= Walt Handelsman =

American cartoonist

Walt Handelsman (born December 3, 1956, in Baltimore, Maryland) is an editorial cartoonist for The Advocate in New Orleans. His cartoons are syndicated by Tribune Content Agency. He has twice won the Pulitzer Prize for Editorial Cartooning, in 1997 with the Times-Picayune and in 2007 for Newsday.

==Biography==
Handelsman graduated from Dean College (Franklin, MA) with an associate degree in Art Therapy in 1977; and the University of Cincinnati in 1979. He began his professional career at a chain of 13 Baltimore, Maryland and Washington, D.C., suburban weeklies from 1982 to 1985, followed by positions at The Scranton Times of Scranton, Pennsylvania, from 1985 to 1989, and The Times-Picayune in New Orleans, Louisiana, from 1989 to 2001, whereupon he joined Newsday, based on Long Island, New York. In 2013 he left Newsday to return to New Orleans with The Advocate, which had recently expanded its coverage to include New Orleans as well as its original home in Baton Rouge, Louisiana. In December 2025, Handelsman announced his retirement effective the end of 2025.

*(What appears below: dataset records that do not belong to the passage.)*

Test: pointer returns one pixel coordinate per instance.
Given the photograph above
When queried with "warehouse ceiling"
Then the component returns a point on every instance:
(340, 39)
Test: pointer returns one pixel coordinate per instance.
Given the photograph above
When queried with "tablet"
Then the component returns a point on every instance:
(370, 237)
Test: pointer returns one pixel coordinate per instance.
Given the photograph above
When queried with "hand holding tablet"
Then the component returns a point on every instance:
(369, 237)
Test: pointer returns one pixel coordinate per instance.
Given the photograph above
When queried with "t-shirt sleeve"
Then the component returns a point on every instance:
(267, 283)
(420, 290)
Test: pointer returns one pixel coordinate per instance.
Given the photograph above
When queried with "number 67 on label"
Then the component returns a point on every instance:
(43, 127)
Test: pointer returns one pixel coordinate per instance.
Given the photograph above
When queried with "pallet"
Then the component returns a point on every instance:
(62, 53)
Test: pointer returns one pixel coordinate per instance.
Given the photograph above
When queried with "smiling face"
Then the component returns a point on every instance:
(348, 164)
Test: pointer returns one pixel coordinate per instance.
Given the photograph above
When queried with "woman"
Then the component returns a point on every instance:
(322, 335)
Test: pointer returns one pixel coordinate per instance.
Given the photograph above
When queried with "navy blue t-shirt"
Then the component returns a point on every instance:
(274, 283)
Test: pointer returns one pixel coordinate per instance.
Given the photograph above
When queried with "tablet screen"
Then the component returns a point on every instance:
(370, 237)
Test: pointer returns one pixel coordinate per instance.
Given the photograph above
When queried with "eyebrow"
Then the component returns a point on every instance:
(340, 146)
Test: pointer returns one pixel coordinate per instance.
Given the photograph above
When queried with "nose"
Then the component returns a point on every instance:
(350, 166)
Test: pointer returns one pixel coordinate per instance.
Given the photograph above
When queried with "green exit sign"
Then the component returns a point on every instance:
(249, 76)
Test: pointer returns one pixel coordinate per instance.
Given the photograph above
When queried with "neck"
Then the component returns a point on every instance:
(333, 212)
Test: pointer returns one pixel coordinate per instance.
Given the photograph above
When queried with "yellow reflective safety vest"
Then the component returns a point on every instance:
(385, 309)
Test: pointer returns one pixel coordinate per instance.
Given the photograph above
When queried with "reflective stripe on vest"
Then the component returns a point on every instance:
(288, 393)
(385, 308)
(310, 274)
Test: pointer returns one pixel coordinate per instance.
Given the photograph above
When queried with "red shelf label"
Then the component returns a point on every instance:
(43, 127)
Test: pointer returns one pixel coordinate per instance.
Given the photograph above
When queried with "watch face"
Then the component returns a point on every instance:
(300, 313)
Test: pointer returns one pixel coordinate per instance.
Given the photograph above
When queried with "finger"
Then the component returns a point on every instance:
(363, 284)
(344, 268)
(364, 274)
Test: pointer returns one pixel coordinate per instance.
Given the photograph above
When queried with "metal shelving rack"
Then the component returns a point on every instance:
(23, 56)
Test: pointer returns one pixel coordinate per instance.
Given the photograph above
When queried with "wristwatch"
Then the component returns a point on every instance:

He is the author of seven collections of his editorial cartoons as well as a children's book published in 1995.

He is the brother of NBC news correspondent, Steve Handelsman.

==Awards==
Handelsman has won many local and national awards for cartooning excellence, including two Pulitzer Prizes, two National Headliner Awards, the Society of Professional Journalists Award, the Robert F. Kennedy Journalism Award and 2003 Scripps Howard National Journalism Awards.